There are two key points here:

  • There is a significant difference in performance between a process that is 99% effective and a process running at a Six Sigma capability.
  • You do not need to be at Six Sigma to achieve significant results. As you move toward Six Sigma, you will see dramatic shifts in performance.

The "hidden office"

The difference between 99.99966% efficiency (Six Sigma) and 99% efficiency can be thought of as the "hidden office." The hidden office represents all activity that results in defects (not meeting customer expectations) or not doing things right at the first attempt. Customers don't pay for the hidden office.

For example, say a company bills 8 million customers on a monthly basis. If the process were performing at a 99% success rate, 80,000 customers would be incorrectly billed each month. The hidden office represents the costs and resources required to find and fix incorrect billings, and to address customer dissatisfaction.

Because Six Sigma targets improvements for financial gain, it's crucial to understand how much it costs an organization to run at less than Six Sigma capability. What is the cost associated with not meeting customer expectations or with not doing things right at the first attempt? The following table provides a general idea of the impact of varying performance levels.

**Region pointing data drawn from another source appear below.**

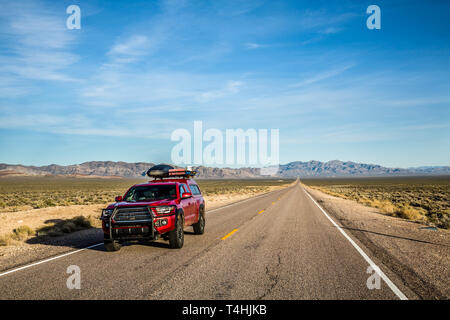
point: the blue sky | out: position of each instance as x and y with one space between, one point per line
137 70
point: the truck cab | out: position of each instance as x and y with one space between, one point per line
160 208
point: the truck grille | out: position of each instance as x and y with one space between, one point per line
132 214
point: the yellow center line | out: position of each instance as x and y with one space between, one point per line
229 234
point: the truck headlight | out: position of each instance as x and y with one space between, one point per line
164 209
107 212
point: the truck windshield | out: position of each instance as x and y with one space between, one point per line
149 193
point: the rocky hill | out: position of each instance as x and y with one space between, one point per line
313 168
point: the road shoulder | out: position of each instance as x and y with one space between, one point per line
420 257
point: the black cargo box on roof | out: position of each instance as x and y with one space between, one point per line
159 171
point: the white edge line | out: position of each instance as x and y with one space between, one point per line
390 284
101 243
47 260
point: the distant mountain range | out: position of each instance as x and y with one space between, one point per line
334 168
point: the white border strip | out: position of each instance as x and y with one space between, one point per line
390 284
47 260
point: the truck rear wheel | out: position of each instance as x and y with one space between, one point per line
176 236
199 227
112 245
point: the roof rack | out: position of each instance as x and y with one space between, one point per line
166 171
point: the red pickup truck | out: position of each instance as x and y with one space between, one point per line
162 208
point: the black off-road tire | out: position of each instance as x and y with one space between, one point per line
112 245
199 227
176 236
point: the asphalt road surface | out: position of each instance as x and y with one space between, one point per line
277 246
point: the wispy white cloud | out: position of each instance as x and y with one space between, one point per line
322 76
38 42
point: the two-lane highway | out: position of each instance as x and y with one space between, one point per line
277 246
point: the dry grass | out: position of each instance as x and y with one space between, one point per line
19 234
424 199
61 227
52 229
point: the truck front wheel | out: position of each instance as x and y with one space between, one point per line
199 227
112 245
176 236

Sigma DPPM Cost of poor process
1 691462.5
2 308537.5 30–40% of sales
3 66807.2 20–30% of sales
4 6209.7 15–20% of sales
5 232.6 10–15% of sales
6 3.4 less than 10% of sales

The Six Sigma methodology

The Six Sigma problem-solving methodology and tool set are known as DMAIC: Define, Measure, Analyze, Improve, and Control. The following table provides a high-level overview of the objectives and activities in each phase.

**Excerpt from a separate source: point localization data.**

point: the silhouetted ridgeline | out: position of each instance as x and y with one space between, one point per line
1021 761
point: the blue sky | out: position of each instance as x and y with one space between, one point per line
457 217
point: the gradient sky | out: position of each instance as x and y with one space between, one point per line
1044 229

Phase Objective Activities
Define Zero in on a specific problem with defined return on effort
  • Define customer CTQs
  • Establish measurement metrics (Y)
  • Leverage 80/20 rule to set project focus
  • Understand high-level flow of activity
  • Calculate savings opportunities
Measure Determine current process performance and identify key improvement measures
  • Validate the integrity of the data
  • Calculate process capability
  • Identify key inputs
Analyze Validate the process for improving performance
  • Validate key inputs by leveraging statistical tools
  • Establish an improvement plan
Improve Improve performance and validate realized results
  • Run improvement pilot
  • Validate improvements by leveraging statistical tools
  • Validate improved process capability
  • Calculate financial impact
Control Implement controls to ensure continued performance
  • Finalize implementation of improvements
  • Update documentation
  • Implement process controls
  • Validate process stability
  • Hand off and close

Put Six Sigma to work for your company

Over the past 20 years many companies have successfully leveraged Six Sigma to increase their competitive position in their markets. GE, for instance, became a major adopter of Six Sigma in the mid 1990s. Reports indicate that GE has saved over 4 billion dollars and shifted their gross margin from a 10%–12% range to a 12%–15% range. Many articles cite GE's success as directly linked to the use of Six Sigma.

Any organization, large or small, can accomplish success similar to GE's by assimilating Six Sigma's philosophy, measure, and methodology into the fabric of their business.